Anvers ce 26 avril 1854

 

Monsieur le Baron de Stassart,

À Bruxelles.

 

Monsieur le Baron,

 

Je vous suis infiniment reconnaissant du témoignage dont vous avez bien voulu m’honorer, en m’envoyant le volume de vos Fables ; mais surtout de ce que vous ayez été assez indulgent pour trouver quelques plaisirs à la lecture de mes modestes récits.

La parole encourageante d’un homme aussi éminent dans le mode et dans les lettres que Monsieur le Baron de Stassart, doit avoir un grand prix à mes yeux ; sa bienveillante approbation m’est une douce récompense et elle contribuera à me donner cette confiance qui féconde le talent et rend le poète laborieux.

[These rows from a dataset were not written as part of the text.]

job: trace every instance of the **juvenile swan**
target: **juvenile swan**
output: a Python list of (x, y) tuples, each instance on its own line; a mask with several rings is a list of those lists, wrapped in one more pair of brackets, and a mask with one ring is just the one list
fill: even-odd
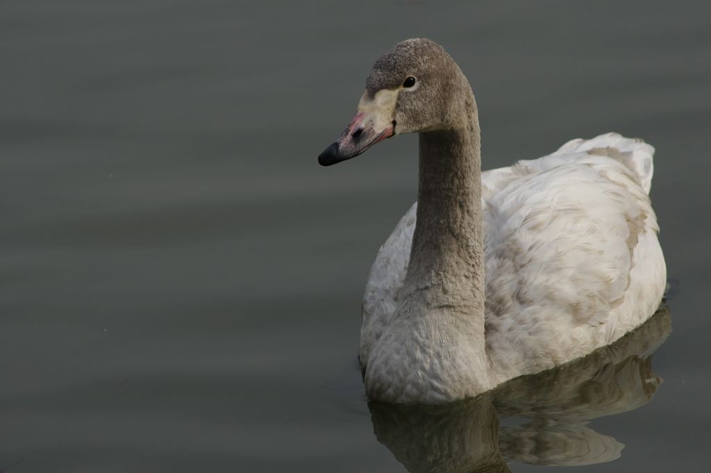
[(427, 39), (375, 62), (356, 117), (319, 162), (405, 133), (419, 134), (418, 201), (365, 287), (370, 398), (474, 396), (583, 356), (654, 313), (666, 267), (648, 195), (652, 147), (609, 133), (482, 173), (471, 88)]

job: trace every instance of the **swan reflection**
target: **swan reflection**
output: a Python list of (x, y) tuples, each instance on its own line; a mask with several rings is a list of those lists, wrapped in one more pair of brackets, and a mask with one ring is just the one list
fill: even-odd
[(662, 307), (612, 345), (473, 399), (445, 405), (371, 403), (375, 435), (412, 473), (509, 472), (509, 462), (609, 462), (624, 445), (588, 423), (650, 401), (661, 383), (651, 354), (670, 329)]

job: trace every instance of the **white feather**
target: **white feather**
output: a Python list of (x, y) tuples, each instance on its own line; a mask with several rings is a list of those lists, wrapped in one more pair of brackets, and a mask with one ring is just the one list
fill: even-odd
[[(653, 152), (609, 133), (482, 174), (486, 342), (495, 383), (584, 356), (654, 312), (666, 269), (648, 195)], [(397, 305), (416, 208), (370, 270), (361, 356)]]

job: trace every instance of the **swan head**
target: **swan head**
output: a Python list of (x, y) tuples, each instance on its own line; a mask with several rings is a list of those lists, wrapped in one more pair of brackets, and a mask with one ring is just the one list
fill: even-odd
[(356, 117), (319, 163), (350, 159), (396, 134), (449, 128), (466, 114), (471, 90), (459, 66), (434, 41), (398, 43), (375, 61)]

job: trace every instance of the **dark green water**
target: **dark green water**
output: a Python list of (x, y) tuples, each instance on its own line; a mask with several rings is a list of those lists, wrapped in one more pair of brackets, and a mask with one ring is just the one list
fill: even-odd
[[(375, 59), (427, 36), (472, 83), (486, 169), (613, 130), (656, 147), (673, 332), (651, 362), (638, 344), (600, 362), (656, 393), (615, 415), (598, 409), (605, 396), (535, 406), (597, 418), (585, 428), (625, 445), (575, 471), (706, 471), (710, 13), (702, 1), (0, 2), (0, 469), (405, 471), (397, 457), (427, 471), (412, 457), (423, 452), (445, 459), (439, 471), (464, 464), (393, 443), (405, 437), (388, 425), (440, 434), (407, 412), (376, 406), (371, 420), (356, 361), (368, 270), (415, 198), (417, 139), (316, 160)], [(550, 393), (533, 383), (518, 388)], [(533, 401), (515, 394), (461, 407), (471, 422), (447, 424), (437, 445), (471, 428), (475, 453), (529, 458), (528, 424), (506, 418)], [(497, 440), (482, 425), (499, 415)], [(567, 445), (549, 434), (529, 450)]]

Il est rare que je me rende à Bruxelles ; mais puisque vous m’en donnez la permission d’une manière si aimable, je me ferai un plaisir et un devoir de me présenter à vous à la première occasion.

 

Monsieur le Baron

Votre très humble et très respectueux serviteur

Conscience

Le document ci-dessus est le seul en notre possession signé par Henri Conscience. Ce dernier réagissait sans doute à l’envoi des Œuvres diverses du Baron de Stassart (…)[1]. Cette exposition virtuelle nous a démontré que le baron de Stassart était coutumier du fait. Nous avons vu en effet qu’il fit le même don à Alexandre Rodenbach vers la même époque. Comme pour ce dernier, rien n’indique que le baron répondit à cette lettre : aucune note de sa main n’est présente sur cette missive pour indiquer une quelconque réaction. Nous ne possédons pas non plus la minute de la lettre du baron adressée à cette grande figure de la littérature flamande : au vu des commentaires de Conscience, elle semblait contenir les amabilités d’usage envers un écrivain à la célébrité grandissante. Le baron de Stassart n’eut pas toujours une opinion très favorable envers le mouvement flamand. En 1829 en effet, par l’intermédiaire du Journal d’Anvers et de la Province, il se querella avec Jan Frans Willems (http://www.academieroyale.be/fr/who-who-detail/relations/jan-frans-willems/), une des grandes figures du mouvement flamand de l’époque et futur membre de notre académie. Stassart soutenait en effet que le français était la langue nationale des Belges tandis que Willems faisait remarquer que le flamand était la langue de la majorité des Belges. Les deux hommes finirent toutefois par s’apprécier et l’on vit même Quetelet et Stassart participer à une fête flamande de Gand en octobre 1841, sur une invitation de Willems. Par ailleurs, Stassart fréquenta l’éditeur Joseph-Ernest Buschmann qui fut le premier à publier des romans en flamand à Anvers, dont ceux d’Henri Conscience[2].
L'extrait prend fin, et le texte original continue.